No es extraño, por lo tanto, que haya grandes niveles de desarrollo en la educación musical. En conclusión, hasta que la educación musical formal en Argentina reconozca repertorios, letras y herencias folklóricas, no puede desarrollarse de manera progresiva. Tiene que integrar música folklórica a sus programas.

Mi experiencia: la Misa y los tangos

Durante los cuatro meses que estudié en la Argentina, participé en el coro de la Universidad del Salvador, y fue la experiencia que más valoré acá. Conocí a muchos amigos, aprendí mucha música nueva y enriquecí mi experiencia académica con algo artístico. Pero aunque siempre disfruté los ensayos del coro, noté la presencia fuerte de algunos problemas sobre los cuales expone Fernaud y también las consecuencias de dichos problemas.
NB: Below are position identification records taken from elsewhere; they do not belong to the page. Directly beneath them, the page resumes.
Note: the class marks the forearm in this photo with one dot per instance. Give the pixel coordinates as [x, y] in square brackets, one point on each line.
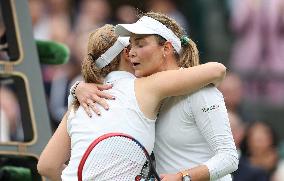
[54, 174]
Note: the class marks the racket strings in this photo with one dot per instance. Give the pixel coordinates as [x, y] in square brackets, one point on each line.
[116, 158]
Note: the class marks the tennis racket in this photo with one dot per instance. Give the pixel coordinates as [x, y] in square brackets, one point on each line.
[116, 156]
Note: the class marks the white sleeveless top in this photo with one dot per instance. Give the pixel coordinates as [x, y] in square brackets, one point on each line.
[124, 116]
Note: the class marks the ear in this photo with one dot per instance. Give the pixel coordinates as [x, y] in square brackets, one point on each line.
[168, 48]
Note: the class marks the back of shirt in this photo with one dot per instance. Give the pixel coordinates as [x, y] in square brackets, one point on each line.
[124, 116]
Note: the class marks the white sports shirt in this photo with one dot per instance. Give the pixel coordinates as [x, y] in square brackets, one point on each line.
[193, 130]
[124, 116]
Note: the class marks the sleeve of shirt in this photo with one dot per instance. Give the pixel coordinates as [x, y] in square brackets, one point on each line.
[211, 117]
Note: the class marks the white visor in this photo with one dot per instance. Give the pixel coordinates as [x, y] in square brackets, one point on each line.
[149, 26]
[112, 52]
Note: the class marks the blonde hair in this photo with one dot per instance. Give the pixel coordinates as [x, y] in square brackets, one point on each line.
[99, 42]
[189, 56]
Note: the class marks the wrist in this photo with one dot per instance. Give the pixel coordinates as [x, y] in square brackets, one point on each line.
[73, 90]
Primero, cuando empecé con el coro, aprendimos una Misa de Mozart, que fue escrita en Europa y obviamente trata sobre la religión. Es una obra hermosa que todos disfrutaron cantar; sin embargo, pienso que pocos se relacionan por si mismo al cantarla. Después de aprender la misa, empezamos a leer muchas obras de tango, canciones populares que reflejan la cultura del país. Los estudiantes verdaderamente aprecian y entienden el tango y esto fue obvio cuando lo cantamos. Ellos cambiaron el ritmo y el estilo escrito de la música para añadir sus propios gustos y personalidades porteñas a las canciones de tango y se mueven felizmente al cantarlas. Por que reconocieron al tango como parte de su cultura, como parte de sus propias personalidades e historias, los estudiantes pudieron liberarse y se expresaron mucho más.

Después de aprender estos tangos, empezamos a aprender música estadounidense, como “Rock Around the Clock” por Bill Halley and his Comets. Ellos otra vez, se vieron restringidos. Su inhabilidad de poder pronunciar el idioma ajeno y su desconocimiento de la cultura de rock estadounidense, los hizo cantar de manera reservada. No pudieron cantar tan libremente como lo hicieron con los tangos.

Los cantantes verdaderamente disfrutaron la misa y también “Rock Around the Clock.” Pero no podían expresar la creatividad que observé cuando cantaron los tangos, porque no reflejaba su propia cultura. En esta manera, por negar la enseñanza de obras folklóricas, los programas musicales argentinos previenes a sus estudiantes la oportunidad de meterse completamente en su música y limitan su creatividad. También me imagino que los estudiantes de USAL cantando Billy Halley es parecido a los indígenas cantando obras europeas—ellos no se sienten cómodos en expresarse libremente a través de la música cuando viene de una cultura diferente. Por eso, estoy de acuerdo con Fernaud cuando él sugiere la incorporación de más ideologías y música argentina. Esto es necesario para desarrollar y avanzar. Sin hacerlo, la educación musical siempre será limitada.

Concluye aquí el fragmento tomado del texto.